« Aurais-je fait mieux, ou plus, si j’avais suivi une éducation musicale classique  ?  »


Depuis plus de quarante ans, Gabriel Yared écrit la musique du gotha du cinéma mondial. Jean-Luc Godard, Robert Altman, Anthony Minghella, Xavier Dolan et bien d’autres jalonnent un parcours notamment couronné d’un Oscar pour Le Patient anglais, d’un César pour L’Amant et du succès de 37°2 le matin. Compositeur, mais aussi orchestrateur et arrangeur pour les stars de la variété française, il revient sur cette trajectoire « improbable », commencée au Liban, il y a 73 ans.

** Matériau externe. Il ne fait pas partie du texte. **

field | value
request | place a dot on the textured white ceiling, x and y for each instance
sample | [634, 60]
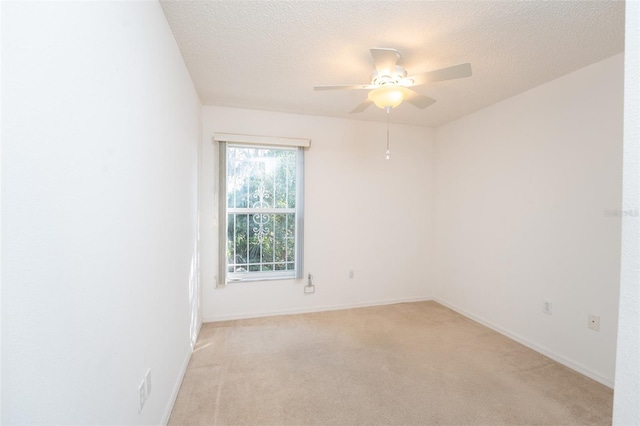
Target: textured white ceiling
[269, 55]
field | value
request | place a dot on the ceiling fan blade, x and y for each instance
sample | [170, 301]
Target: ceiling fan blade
[385, 60]
[344, 87]
[449, 73]
[418, 100]
[364, 105]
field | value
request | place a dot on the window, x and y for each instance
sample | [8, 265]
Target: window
[261, 202]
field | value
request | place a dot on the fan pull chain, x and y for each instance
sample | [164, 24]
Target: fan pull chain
[388, 153]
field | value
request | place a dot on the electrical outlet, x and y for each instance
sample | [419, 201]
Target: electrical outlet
[142, 391]
[593, 322]
[147, 382]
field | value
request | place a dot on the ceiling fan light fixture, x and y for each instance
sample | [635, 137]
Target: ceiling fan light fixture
[388, 96]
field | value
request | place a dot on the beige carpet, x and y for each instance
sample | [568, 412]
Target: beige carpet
[404, 364]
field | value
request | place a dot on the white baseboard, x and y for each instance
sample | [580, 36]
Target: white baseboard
[176, 386]
[544, 351]
[229, 317]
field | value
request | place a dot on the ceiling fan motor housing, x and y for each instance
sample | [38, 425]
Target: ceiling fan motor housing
[395, 78]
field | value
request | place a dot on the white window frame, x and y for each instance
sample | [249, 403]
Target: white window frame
[227, 139]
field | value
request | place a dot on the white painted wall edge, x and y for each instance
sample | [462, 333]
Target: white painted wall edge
[178, 384]
[542, 350]
[217, 318]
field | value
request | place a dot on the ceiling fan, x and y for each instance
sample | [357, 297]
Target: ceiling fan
[390, 85]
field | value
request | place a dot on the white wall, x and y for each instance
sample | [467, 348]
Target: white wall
[626, 409]
[361, 212]
[99, 171]
[521, 193]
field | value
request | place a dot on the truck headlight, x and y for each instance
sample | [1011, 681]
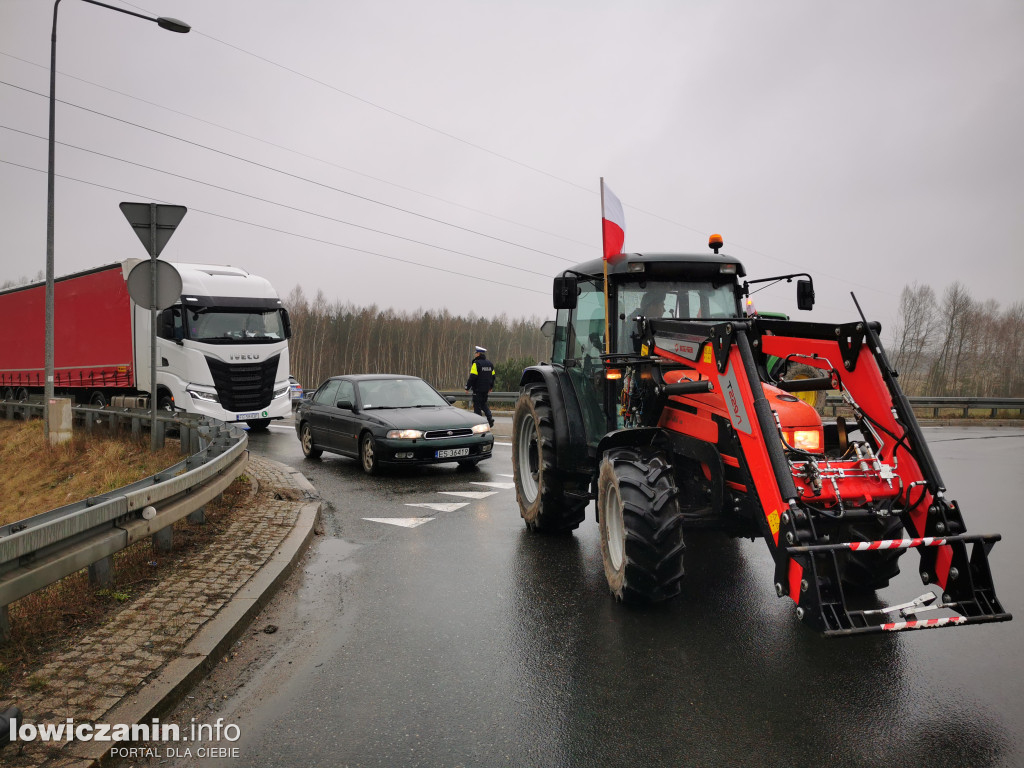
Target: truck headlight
[205, 396]
[404, 434]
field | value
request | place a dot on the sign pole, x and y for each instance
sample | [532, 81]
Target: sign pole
[154, 224]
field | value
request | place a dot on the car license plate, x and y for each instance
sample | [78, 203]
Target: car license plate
[451, 453]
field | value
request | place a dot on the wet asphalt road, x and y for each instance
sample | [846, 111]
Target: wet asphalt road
[466, 641]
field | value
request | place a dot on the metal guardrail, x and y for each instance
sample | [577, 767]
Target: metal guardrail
[47, 547]
[965, 404]
[464, 396]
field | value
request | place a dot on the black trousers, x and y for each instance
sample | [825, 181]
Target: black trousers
[480, 407]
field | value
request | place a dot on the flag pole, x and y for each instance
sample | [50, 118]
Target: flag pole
[604, 260]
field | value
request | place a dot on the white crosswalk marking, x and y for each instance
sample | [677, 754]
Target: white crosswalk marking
[406, 522]
[440, 507]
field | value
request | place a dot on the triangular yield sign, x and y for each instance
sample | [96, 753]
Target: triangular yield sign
[141, 216]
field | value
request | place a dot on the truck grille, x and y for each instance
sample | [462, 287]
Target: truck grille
[246, 386]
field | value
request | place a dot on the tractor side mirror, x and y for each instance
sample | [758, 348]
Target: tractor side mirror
[564, 293]
[805, 294]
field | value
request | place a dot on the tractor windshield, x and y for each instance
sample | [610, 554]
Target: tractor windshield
[679, 299]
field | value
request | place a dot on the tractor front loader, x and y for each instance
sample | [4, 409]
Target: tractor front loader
[673, 410]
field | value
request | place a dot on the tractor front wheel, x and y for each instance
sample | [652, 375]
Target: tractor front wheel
[641, 525]
[539, 491]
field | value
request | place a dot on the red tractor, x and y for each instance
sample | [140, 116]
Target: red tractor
[674, 411]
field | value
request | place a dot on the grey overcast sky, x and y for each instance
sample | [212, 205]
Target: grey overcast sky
[448, 154]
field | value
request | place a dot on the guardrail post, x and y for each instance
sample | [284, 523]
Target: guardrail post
[158, 427]
[163, 540]
[101, 572]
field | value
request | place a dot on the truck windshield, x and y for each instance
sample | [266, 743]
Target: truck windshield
[233, 326]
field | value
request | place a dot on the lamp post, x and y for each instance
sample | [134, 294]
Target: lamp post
[172, 25]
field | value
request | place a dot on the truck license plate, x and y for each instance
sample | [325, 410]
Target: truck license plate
[451, 453]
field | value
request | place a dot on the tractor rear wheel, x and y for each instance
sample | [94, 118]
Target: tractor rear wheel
[641, 525]
[866, 571]
[539, 488]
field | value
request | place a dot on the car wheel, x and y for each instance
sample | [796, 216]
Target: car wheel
[306, 438]
[368, 454]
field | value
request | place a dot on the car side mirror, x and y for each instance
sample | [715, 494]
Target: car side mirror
[805, 294]
[564, 292]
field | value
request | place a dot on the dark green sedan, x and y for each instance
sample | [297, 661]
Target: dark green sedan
[389, 420]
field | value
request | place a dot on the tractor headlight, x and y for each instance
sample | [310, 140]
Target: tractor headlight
[404, 434]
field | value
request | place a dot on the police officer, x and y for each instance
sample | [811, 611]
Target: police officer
[481, 381]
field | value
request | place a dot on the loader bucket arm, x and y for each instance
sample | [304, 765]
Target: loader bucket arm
[807, 561]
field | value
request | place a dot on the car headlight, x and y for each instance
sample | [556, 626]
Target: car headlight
[200, 395]
[404, 434]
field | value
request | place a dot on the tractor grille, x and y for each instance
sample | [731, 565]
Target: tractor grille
[246, 386]
[437, 433]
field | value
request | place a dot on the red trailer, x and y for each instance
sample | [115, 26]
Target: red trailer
[92, 330]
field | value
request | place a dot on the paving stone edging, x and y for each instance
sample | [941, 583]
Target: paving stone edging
[159, 667]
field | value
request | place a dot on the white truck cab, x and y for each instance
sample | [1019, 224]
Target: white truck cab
[222, 349]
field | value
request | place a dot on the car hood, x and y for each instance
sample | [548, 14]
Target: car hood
[426, 418]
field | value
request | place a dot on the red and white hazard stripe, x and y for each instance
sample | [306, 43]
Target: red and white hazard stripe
[896, 544]
[926, 625]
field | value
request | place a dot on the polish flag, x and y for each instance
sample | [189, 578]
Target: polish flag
[612, 223]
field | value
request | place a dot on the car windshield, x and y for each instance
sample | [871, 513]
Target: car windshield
[398, 393]
[220, 327]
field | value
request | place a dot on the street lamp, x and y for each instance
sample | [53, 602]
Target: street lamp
[172, 25]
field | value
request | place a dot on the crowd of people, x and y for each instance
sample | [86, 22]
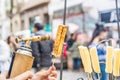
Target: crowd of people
[42, 51]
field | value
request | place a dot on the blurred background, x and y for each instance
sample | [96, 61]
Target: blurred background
[19, 16]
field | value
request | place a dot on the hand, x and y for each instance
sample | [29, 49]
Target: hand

Je ne serais pas arrivé là si…

…Si, à 14 ans, mon professeur de piano n’avait pas dit à mon père  : « On ne fera rien de lui. » Dans ma famille de la petite bourgeoisie libanaise, il y avait une incompréhension totale de l’art, à part un vague intérêt pour la chansonnette. Dès l’enfance, je me suis battu pour exprimer ma passion pour la musique. D’où m’est-elle venue ? Je l’ignore. A 4 ans, mes parents m’ont mis en pension chez les jésuites, où je suis resté jusqu’à 14 ans. Et à 9 ans, j’ai pris mes premiers cours d’accordéon. Mon père m’a raconté plus tard que vers 5 ou 6 ans, pour les fêtes de Noël, alors qu’il voulait m’acheter un cadeau, je me suis arrêté devant un magasin de musique, hypnotisé par un accordéon. « Je veux ça  !  » Comme il refusait, je l’aurais menacé de me jeter sous les rails du tram…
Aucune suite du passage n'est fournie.